UX Scotland 2019

This year I attended UX Scotland for the first time … and it was awesome! I can’t wait to apply to speak again next year. A huge thanks to the organising team who created a great event with a fantastic programme and fantastic food (which is equally important). There really was something for everyone and it’s been one of the best events I’ve attended in a long time. Catch up on the Twitter Feed to find out what went on.

A very different experience than I usually have at academic conferences though: academic conferences don’t have jigsaws.

The completed jigsaw showing a map of the world


On the first day, myself and Mike Crabb presented work from the University of Dundee on the different user centres that allow members of local communities to form a group of expert users who can contribute to teaching and research within the University. For many of these users, becoming a part of the user centre community has personal benefits that far outweigh the benefits to the other stakeholders. We discussed how these user centres are managed and ethically protected. If anyone wants to find out more, just get in touch and I can pass you onto the gatekeeper.

I also linked up with other folks to take part in a session on “Innovation for Geeks” with Joanne and Hannah from Orange Bus. If you are looking for ideas on how to make design sessions that bit more interesting, you should chat to them about using super heroes to create new ideas!

The team worked together using character wild cards to overcome challenges. For me, this was a really interesting way of moving a team past an existing challenge and not focussing on that alone. It’s something that I’ll definitely be adding into my teaching in some way. Computing students will love it! We even got to create our own challenge cards at the end. Unfortunately the cards aren’t available to purchase yet ☹️, but I hope that they will look into it in the future.


“Put your own oxygen mask on before helping others” – this is something that we hear all the time, if you travel by plane, but have you ever considered it in the context of your mental health? Mental health and wellbeing are important and too often overlooked. This talk focussed on how to ensure that people are aware of the mental and emotional toll that participant interaction can have, particularly when working with challenging groups and on challenging topics. In particular, there must be a balance between engagement and detachment. This detachment is important because it gives people time to reflect and to build up their energy again. For more info on the talk, see this full paper.
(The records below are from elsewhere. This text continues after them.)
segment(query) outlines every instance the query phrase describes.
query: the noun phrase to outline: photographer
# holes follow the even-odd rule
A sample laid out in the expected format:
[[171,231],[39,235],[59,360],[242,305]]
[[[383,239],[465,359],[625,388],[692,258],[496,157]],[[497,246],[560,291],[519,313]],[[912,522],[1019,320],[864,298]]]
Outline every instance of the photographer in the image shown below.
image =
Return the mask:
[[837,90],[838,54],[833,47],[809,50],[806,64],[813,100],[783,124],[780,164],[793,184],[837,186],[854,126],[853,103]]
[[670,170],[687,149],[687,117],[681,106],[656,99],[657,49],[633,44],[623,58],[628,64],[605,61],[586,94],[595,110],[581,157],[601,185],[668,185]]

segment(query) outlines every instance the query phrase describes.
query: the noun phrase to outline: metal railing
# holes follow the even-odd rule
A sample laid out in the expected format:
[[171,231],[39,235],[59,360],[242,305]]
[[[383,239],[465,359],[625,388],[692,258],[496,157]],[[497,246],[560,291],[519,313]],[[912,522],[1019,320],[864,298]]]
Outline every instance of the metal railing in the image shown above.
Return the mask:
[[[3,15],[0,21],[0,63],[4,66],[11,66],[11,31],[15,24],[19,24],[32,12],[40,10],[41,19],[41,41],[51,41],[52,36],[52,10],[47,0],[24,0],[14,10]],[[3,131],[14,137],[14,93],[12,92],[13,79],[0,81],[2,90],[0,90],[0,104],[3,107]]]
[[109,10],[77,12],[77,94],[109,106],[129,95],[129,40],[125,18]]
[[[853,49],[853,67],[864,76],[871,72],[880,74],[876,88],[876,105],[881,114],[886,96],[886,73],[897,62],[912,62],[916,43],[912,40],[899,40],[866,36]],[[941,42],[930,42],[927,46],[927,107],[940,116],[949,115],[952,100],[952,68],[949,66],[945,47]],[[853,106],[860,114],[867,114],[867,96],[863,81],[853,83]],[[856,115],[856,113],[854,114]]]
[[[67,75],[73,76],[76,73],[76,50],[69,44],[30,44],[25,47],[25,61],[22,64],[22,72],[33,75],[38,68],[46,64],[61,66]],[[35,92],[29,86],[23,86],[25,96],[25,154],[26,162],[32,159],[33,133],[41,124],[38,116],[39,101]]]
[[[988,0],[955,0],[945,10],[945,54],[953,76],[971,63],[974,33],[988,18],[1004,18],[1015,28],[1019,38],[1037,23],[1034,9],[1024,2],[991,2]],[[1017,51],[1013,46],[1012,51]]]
In the afternoon, I reflected on changes made for WCAG 2.1: 17 new success criteria addressing mobile accessibility, people with low vision and people with cognitive and learning disabilities. The variety of people attending the talk was so encouraging, with attendees in the audience involved in UX design, content design, development and testing. Looking to the future for WCAG 3.0 (Silver), reading the mailing list posts, it seems that the updated success criteria could focus on tasks rather than interaction with individual elements so it will be interesting to see how this changes the way that people focus on accessibility and UX.

The POUR acronym from the WCAG session


On the final day, I took part in my first ever Lean Coffee on hiring and retaining UX teams. It’s a method that I will definitely be using in the future, as I facilitate discussions and as. a way to structure meetings with my own research team. Everyone has a voice in deciding the agenda, which is a great way to share the responsibility and reflect the desires of the group. There was lots to discuss on the topic, and I followed up on this with different people around the topic of interviewing, and how that relates to the different types of companies that people work in – maturity, culture. etc. I just can’t believe the variety that exists within the industry: from a 30 minute face-to-face to a four hour epic.

Finally, the conference ended with a very appropriate Keynote entitled Ends: Why it is critical we balance the bias consumer lifecycle by Joe MacLeod. Thinking about off-boarding has been very insightful. His book is available “everywhere”.

The book cover of “Ends” by Joe MacLeod

I was tempted to buy the book on kindle for only £4, but then how do I off-board from the book? If I pay £12 for a paperback, I can off-board by passing it on and giving someone else the benefits. Thank goodness for Amazon prime.